There are three themes that stand out in today's reading cleverly included in the sermon title Friends, Fruit, and Faithfulness. We will take a look at each one in turn.
 
Today's gospel reading comes from the middle of what is called Jesus' "Farewell Discourse," which is the section running from chapters 14 to chapter 17. Today's verses are actually part of a larger unit which begins at verse 1 of chapter 15, where Jesus explains the parable of the vine and the branches. In the second half of this unit (the verses read today), Jesus elaborates on what that parable means for his disciples. Since "fruit" is the basis for today's lectionary reading, we begin there.
 
When you think of fine wine your mind and palate might wander to a particular region of France. The French have a long history of vintage winemaking and have provided the names for most of the well-known varieties.

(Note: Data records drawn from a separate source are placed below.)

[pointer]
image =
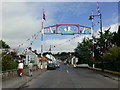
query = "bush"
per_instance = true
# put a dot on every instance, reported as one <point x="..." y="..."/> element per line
<point x="8" y="63"/>
<point x="112" y="59"/>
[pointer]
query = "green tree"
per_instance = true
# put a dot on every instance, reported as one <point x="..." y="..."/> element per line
<point x="3" y="44"/>
<point x="112" y="59"/>
<point x="8" y="63"/>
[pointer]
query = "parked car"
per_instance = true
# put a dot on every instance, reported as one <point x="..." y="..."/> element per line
<point x="51" y="66"/>
<point x="81" y="65"/>
<point x="57" y="65"/>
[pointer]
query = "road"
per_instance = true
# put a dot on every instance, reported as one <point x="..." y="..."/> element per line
<point x="69" y="77"/>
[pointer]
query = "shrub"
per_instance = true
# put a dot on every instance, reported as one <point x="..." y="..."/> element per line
<point x="111" y="59"/>
<point x="8" y="63"/>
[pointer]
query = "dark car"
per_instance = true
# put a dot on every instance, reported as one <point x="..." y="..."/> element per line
<point x="51" y="66"/>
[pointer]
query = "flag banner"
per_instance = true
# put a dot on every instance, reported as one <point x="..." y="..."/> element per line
<point x="67" y="29"/>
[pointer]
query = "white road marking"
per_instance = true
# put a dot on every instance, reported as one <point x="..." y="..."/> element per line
<point x="67" y="71"/>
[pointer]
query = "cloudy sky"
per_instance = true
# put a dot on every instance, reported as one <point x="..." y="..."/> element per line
<point x="21" y="21"/>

Champagne, Bordeaux, Chardonnay, Burgundy, just to name a few, are all regions that give names to certain types of French wine that, in order to be authentic, must have originated in that region.
 
Wine is judged much the same in California's wine country. Particular wineries around Napa Valley have reputations based on their particular expertise and reliability of consistent quality. 

 
One foundational principle that applies to both Old World and New World wine is that great wine is always a reflection of a particular vineyard.Jesus' point in the preceding vineyard parable. This is
In other words, if you want to pick a good wine, you have to know the source. Jesus knew that the best way to tell what kind of product you were getting would be to look at the label and see from where in the world it came. In this case, the source isn’t a place but a person — Jesus himself.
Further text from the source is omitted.